On September 11, 1777, General Washington collided with the British here at Brandywine Creek, Pennsylvania; booming cannons echoed 25 miles east to Philadelphia. There were heavy American losses on the battlefield. John Coon Jr. was serving his apprenticeship nearby and heard the blasts, a penetrating sound for a 9 year old. ( Goble, pg. 120, ref 12). The very next spring, the British launched “a secret night assault [10 miles] to the north in Paoli.” Not yet aware of the attack, “John Coon roused himself from…his thick…German-feather comforter. He rubbed the sleep from his eyes and stretched to greet the dawn. Clad simply in a long nightshirt, he stepped…into his britches…, pausing only to splash water on his face and straighten his thick [untidy] hair… His thoughts were on his chores, [and] the few moments he could spend in his forested hideaway at Brandywine Creek catching fish for breakfast, and [then] his afternoon at the cooper shop…” (Goble, pg. 123) But, instead of a pleasant spring morning, the penetrating sounds of death again rolled like thick fog across the Great Valley. Word spread that 150 Colonials were found dead. As the wounded “were transported…along the road through Chester,” the neighborhood wept at the groans of the dying. As a young man John experienced these realities but continued industrious and of service to family and country in Pennsylvania, Virginia, Ohio, and Illinois. At age 16, after the death of his father, he returned home to Lancaster, “rented a barn, and freighted [for the local militia] until he married,” (Goble, pg. 124, 129) at age 30. He was becoming a “tower of strength and manhood” upon whom his present and future family could trust. (see Goble, pg. 130) Thank you, to those who served here, and thank you, to my 4th great-grandfather, John Andreas Coon Jr.
(Written by Kenneth R. Hardman, with quotations from reference )
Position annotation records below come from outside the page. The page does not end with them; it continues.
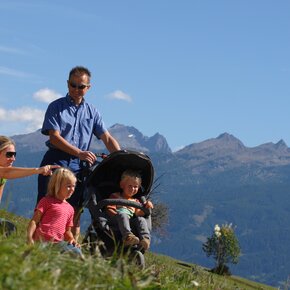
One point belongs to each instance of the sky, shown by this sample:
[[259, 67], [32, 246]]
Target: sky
[[189, 70]]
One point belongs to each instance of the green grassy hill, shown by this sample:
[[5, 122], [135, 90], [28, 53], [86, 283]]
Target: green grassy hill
[[42, 267]]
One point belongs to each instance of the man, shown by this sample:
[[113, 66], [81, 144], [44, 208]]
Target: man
[[70, 122]]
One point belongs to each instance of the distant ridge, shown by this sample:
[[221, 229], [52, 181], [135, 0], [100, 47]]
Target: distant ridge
[[218, 180]]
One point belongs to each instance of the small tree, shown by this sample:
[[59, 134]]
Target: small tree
[[224, 246]]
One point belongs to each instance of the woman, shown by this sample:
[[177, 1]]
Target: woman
[[7, 157]]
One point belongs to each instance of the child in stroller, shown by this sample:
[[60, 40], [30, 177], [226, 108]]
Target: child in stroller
[[104, 234], [122, 215]]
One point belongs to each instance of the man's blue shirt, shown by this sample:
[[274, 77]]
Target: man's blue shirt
[[76, 124]]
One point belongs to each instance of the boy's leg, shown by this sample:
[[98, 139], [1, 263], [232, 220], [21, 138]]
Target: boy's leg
[[143, 232]]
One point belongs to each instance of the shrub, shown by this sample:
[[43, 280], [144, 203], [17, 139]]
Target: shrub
[[224, 246]]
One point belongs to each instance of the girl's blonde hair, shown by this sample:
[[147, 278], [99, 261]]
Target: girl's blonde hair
[[58, 176], [5, 142]]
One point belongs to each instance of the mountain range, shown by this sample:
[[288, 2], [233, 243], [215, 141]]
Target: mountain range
[[216, 181]]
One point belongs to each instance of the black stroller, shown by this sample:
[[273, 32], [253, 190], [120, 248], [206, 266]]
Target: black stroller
[[101, 237]]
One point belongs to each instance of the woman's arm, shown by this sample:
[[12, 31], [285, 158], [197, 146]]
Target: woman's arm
[[17, 172]]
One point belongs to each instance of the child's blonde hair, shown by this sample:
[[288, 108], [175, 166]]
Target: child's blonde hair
[[58, 176], [132, 174]]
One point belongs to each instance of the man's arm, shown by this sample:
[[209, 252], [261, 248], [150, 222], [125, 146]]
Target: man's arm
[[110, 142]]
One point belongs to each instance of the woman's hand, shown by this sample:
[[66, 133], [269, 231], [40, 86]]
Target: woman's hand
[[47, 169]]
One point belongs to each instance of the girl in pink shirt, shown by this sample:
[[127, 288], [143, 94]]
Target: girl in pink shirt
[[53, 215]]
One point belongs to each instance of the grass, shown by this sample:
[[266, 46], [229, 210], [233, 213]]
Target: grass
[[42, 267]]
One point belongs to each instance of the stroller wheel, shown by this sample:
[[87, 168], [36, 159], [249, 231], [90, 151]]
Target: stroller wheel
[[138, 258], [91, 241]]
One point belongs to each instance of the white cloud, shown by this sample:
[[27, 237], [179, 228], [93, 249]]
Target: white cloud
[[119, 95], [32, 118], [15, 73], [11, 50], [46, 95]]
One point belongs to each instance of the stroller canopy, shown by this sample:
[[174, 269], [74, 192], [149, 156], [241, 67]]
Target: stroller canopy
[[106, 175]]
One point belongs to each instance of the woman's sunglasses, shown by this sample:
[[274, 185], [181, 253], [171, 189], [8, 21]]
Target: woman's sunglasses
[[80, 87], [10, 154]]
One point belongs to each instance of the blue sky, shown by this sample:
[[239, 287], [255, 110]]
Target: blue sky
[[187, 69]]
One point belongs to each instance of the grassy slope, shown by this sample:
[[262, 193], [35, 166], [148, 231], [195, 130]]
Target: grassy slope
[[38, 267]]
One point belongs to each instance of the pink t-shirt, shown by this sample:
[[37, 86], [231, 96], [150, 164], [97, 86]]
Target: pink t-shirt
[[57, 215]]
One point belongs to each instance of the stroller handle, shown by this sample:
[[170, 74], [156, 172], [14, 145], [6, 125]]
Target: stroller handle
[[113, 201]]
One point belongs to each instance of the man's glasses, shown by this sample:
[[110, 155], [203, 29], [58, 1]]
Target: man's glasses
[[79, 87], [10, 154]]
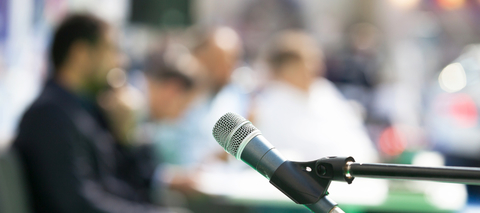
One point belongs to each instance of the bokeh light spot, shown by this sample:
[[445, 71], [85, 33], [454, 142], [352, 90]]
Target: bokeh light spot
[[452, 78]]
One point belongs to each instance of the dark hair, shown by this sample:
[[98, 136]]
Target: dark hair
[[74, 28], [162, 66]]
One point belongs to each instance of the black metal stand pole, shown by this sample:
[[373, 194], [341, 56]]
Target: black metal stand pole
[[465, 175]]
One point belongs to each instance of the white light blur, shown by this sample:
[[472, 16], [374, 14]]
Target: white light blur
[[453, 78], [226, 38], [116, 78], [447, 195], [405, 4]]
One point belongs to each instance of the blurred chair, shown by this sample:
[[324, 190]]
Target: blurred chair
[[13, 189]]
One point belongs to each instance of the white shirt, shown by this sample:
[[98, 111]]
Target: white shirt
[[309, 126]]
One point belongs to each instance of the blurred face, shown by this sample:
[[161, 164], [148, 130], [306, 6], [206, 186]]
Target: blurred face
[[302, 72], [168, 99], [220, 56]]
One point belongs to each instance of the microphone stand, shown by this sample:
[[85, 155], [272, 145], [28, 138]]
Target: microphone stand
[[345, 169]]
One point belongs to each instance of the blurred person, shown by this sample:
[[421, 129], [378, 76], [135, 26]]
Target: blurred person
[[355, 69], [217, 51], [74, 162], [303, 113]]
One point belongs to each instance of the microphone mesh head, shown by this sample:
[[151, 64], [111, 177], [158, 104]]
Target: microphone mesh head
[[230, 131]]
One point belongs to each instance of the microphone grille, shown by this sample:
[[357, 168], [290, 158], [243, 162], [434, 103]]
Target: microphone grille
[[230, 131]]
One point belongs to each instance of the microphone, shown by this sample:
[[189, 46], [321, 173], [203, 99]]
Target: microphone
[[241, 139]]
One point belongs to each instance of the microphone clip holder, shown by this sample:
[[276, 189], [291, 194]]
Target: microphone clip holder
[[307, 182]]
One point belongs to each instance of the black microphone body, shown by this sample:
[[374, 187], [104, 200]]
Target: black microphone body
[[297, 180]]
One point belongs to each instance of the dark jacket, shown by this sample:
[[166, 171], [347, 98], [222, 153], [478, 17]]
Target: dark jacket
[[74, 164]]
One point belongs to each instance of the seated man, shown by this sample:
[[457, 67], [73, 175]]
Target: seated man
[[74, 163], [303, 113]]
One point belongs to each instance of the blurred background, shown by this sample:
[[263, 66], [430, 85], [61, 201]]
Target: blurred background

 Goble, William Kent, and Ord, Gayle Goble, Heritage of the Abraham Coon Family, 1989, pg. 120-130
Author Notes: Special thanks to the authors of reference  for their significant research into the times and places of this ancestor. From John A. Coon Jr. I learn that life is not always easy but I can learn from the challenging times and continue to strive to do good things in my life. John served an indentured apprenticeship away from his family for many years, and then lived through the uncertainties of the American Revolutionary War. Later in his youth he took care of his younger siblings. I’m a better person having studied his life.